In my home page template I could extend the layout template and use super() to include that h1 tag before new content markup:

{# modules/@apostrophecms/home-page/views/page.html #}

{% block main %}
  {{ super() }} {# 👈 That will render the <h1> tag above #}
    {# ... additional home page content #}
{% endblock %}

See another example in the Nunjucks documentation (opens new window).

# Including templates

The {% include %} template tag pulls one template into another template. This can be useful to break large template files into pieces. For example, you might write your site footer in a template file: views/footer.html. The layout template could include that like so:

{# views/layout.html #}

{% block afterMain %}
  </main> {# Closing tag for the main block #}
  {% include footer.html %}
{% endblock %}

That footer template would render as part of the layout template.

See more about including templates in the Nunjucks documentation (opens new window).

# Referencing templates across modules

The include and extends tags in the examples above name "global templates," which are in the root views directory. As such, we can simply reference by file name: e.g., {% extends layout.html %} or {% include footer.html %}. You could do the same thing if both templates were in the same module directory (both in our modules/default-page/views directory).

In some cases, we will need to extend or include a template file that belongs to a separate module.

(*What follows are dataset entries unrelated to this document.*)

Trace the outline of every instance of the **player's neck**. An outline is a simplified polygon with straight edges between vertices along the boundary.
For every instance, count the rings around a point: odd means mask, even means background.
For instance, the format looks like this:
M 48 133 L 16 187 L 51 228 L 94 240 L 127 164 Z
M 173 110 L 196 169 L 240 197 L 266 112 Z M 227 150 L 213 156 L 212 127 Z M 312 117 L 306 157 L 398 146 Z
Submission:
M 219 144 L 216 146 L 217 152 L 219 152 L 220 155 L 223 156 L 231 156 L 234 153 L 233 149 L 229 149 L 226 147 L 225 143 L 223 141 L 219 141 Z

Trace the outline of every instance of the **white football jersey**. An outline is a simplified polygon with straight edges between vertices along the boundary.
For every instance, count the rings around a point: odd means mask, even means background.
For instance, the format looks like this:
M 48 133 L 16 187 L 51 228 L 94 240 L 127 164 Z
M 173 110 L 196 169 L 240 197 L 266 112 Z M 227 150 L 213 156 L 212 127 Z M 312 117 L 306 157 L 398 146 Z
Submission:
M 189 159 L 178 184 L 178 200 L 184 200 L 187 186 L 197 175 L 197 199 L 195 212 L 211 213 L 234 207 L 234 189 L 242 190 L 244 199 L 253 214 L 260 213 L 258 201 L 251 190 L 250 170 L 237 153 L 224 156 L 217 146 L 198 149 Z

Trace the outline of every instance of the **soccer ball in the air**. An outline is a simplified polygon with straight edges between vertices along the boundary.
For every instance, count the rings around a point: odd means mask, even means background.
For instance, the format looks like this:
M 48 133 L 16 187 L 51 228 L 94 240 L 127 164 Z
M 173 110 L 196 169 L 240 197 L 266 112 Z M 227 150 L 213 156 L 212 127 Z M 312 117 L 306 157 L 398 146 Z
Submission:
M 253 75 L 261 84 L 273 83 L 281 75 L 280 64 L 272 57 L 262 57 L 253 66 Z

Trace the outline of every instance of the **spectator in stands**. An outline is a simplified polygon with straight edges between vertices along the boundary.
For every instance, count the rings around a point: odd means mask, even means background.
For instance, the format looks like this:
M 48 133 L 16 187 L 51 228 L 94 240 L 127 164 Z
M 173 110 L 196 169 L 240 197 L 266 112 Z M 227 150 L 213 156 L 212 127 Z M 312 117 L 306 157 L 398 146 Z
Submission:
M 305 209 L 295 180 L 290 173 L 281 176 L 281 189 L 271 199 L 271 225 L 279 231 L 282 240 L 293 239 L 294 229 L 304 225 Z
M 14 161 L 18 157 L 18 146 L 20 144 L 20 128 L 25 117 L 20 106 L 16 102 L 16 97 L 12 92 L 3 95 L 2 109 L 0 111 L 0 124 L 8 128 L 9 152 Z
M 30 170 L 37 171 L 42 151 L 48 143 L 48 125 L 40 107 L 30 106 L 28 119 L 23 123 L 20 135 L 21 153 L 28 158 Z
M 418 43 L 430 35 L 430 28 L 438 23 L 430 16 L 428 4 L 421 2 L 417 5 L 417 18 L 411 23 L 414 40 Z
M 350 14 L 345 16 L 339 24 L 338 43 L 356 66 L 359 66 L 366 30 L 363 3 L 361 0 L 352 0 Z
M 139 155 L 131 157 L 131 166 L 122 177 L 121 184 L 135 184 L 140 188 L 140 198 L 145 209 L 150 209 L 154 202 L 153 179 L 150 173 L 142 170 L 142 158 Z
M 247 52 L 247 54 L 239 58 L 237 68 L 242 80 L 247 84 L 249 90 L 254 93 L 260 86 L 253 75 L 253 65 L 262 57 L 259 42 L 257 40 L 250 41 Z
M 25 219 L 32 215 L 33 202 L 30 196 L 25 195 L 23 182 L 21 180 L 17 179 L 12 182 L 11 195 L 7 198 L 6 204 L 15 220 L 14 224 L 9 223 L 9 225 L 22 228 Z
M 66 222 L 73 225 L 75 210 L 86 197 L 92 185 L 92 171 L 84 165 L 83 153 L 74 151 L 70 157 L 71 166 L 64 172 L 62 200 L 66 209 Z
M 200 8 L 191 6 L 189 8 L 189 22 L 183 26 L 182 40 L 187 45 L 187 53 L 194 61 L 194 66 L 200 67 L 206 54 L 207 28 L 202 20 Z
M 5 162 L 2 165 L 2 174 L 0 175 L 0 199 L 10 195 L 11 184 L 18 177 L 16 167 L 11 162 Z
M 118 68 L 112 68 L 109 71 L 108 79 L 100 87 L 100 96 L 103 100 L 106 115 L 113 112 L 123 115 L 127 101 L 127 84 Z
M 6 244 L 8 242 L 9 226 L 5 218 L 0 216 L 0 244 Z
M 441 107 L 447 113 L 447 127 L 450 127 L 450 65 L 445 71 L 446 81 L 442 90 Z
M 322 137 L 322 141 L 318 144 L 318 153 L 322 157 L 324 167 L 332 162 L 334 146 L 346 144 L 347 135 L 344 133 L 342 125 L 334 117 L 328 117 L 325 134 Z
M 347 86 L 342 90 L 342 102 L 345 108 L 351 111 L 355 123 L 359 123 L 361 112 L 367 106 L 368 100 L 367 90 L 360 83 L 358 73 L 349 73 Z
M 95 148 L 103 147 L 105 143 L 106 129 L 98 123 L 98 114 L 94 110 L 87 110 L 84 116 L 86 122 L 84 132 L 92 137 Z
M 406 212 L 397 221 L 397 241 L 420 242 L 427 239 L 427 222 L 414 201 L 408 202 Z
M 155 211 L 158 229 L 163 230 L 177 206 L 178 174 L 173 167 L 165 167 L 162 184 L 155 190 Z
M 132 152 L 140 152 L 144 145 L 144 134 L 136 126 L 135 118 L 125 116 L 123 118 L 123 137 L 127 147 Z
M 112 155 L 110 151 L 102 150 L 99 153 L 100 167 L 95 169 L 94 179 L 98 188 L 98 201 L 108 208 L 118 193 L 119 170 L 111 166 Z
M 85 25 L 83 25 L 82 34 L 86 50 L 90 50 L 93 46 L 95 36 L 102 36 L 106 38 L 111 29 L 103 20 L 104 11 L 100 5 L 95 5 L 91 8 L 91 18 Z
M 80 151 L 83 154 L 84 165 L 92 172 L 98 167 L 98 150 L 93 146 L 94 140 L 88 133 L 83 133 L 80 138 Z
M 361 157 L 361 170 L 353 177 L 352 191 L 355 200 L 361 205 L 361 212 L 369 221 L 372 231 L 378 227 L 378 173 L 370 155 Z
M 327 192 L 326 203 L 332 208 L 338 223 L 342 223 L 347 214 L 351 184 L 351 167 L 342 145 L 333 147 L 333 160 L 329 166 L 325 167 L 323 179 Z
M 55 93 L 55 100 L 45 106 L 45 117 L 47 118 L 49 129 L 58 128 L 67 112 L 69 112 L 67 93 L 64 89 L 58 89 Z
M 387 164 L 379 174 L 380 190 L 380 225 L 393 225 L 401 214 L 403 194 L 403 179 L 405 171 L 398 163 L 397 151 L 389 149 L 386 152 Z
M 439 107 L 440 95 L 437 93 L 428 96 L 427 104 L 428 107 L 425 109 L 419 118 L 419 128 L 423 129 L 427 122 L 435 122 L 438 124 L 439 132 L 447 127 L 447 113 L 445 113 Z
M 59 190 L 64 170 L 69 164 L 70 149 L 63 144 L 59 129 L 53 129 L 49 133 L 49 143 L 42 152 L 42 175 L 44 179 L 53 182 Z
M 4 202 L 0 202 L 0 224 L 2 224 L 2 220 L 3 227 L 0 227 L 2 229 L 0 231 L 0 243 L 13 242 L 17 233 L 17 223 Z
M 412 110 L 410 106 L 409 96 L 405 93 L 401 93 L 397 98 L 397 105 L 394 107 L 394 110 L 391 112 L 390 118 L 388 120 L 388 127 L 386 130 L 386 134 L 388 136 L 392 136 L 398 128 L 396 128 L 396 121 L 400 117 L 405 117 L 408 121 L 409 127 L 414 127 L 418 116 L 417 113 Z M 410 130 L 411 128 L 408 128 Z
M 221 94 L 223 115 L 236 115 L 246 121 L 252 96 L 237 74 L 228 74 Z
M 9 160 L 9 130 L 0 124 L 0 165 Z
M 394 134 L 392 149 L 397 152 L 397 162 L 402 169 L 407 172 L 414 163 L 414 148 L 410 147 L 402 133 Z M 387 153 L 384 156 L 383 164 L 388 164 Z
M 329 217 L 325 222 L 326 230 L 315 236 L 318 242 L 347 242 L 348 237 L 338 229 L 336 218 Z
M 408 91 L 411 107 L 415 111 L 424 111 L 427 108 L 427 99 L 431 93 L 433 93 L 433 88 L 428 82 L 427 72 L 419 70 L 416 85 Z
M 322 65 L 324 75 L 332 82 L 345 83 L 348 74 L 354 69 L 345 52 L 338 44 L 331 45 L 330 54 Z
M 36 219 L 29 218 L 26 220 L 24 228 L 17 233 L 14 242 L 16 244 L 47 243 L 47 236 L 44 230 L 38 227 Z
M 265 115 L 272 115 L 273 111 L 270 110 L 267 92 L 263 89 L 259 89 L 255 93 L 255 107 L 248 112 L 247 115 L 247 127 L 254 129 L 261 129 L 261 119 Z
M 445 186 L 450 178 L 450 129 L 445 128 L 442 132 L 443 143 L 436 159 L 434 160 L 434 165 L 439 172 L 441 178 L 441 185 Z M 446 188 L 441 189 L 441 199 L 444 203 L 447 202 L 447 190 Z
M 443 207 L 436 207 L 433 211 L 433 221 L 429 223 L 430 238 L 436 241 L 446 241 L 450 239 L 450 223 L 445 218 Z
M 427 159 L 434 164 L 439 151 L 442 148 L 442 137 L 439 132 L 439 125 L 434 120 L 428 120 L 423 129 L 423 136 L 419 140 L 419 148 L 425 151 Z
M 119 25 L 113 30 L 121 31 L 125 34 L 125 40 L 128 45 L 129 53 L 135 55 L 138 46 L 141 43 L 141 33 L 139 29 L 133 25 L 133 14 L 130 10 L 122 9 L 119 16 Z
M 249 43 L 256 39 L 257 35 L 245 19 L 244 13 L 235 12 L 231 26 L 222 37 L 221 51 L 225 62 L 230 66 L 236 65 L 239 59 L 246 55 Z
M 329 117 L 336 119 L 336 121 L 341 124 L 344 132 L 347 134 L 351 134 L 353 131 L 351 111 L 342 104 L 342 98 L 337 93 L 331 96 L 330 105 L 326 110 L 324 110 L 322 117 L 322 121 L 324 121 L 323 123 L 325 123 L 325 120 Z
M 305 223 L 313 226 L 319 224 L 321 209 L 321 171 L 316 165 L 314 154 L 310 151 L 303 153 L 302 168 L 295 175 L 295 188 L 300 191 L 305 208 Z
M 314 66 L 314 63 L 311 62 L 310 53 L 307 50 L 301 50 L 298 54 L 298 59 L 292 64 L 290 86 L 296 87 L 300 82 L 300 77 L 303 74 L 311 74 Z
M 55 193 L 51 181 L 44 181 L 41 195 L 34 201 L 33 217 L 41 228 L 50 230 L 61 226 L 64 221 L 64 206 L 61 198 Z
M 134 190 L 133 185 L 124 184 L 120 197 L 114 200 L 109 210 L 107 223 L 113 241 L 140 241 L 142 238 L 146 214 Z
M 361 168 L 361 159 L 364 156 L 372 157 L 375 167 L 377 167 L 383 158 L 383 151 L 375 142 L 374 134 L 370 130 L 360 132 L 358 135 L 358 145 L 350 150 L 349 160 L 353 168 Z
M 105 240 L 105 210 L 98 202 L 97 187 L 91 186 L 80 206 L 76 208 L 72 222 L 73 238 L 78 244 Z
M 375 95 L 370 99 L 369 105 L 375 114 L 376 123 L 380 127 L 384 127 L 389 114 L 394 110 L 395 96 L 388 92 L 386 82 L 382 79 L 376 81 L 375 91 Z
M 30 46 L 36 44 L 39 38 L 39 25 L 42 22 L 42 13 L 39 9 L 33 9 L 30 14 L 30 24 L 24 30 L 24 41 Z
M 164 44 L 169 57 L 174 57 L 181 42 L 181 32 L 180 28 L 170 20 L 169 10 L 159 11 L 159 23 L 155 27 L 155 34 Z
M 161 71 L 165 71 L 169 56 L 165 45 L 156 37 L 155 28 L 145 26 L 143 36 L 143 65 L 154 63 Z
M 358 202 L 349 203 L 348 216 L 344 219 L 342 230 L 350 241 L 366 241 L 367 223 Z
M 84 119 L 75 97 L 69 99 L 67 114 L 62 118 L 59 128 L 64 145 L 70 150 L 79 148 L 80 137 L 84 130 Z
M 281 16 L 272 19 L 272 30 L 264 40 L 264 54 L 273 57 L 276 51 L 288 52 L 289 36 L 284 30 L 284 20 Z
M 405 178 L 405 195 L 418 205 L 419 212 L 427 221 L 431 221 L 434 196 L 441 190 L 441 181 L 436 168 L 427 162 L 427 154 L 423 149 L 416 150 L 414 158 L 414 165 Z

In that case, we need to provide additional information so Apostrophe can find that template.

For example, we may have a default page type that includes a sidebar we want to use in other page types:

{# modules/default-page/views/page.html #}
{% extends "layout.html" %}

{% block main %}
  {# 👇 Sidebar that we'll reuse. #}
    {# Sidebar content... #}
  <aside />
  {# 👇 Content area that we'll replace. #}
  {% block content %}
    {% area data.page, 'main' %}
  {% endblock %}
{% endblock %}

Let's extend it in a contact page type to reuse that sidebar. We will only replace the content block. To do this, the {% extend %} tag must include the name of the default page module:

{% extends "default-page:page.html" %}

{% block content %}
  <h1>Contact info</h1>
  {# Contact information... #}
{% endblock %}

{% extends "default-page:page.html" %} tells Apostrophe that we are using the page.html template file that belongs to the default-page module. The same pattern applies when using the include tag.


The Nunjucks templating language includes many tags and tools you can use in Apostrophe templates. These include:

  • Adding conditional checks
  • Looping over arrays
  • Declaring variables
  • Comparison and math operators

See the official Nunjucks templating documentation (opens new window) to see what is available.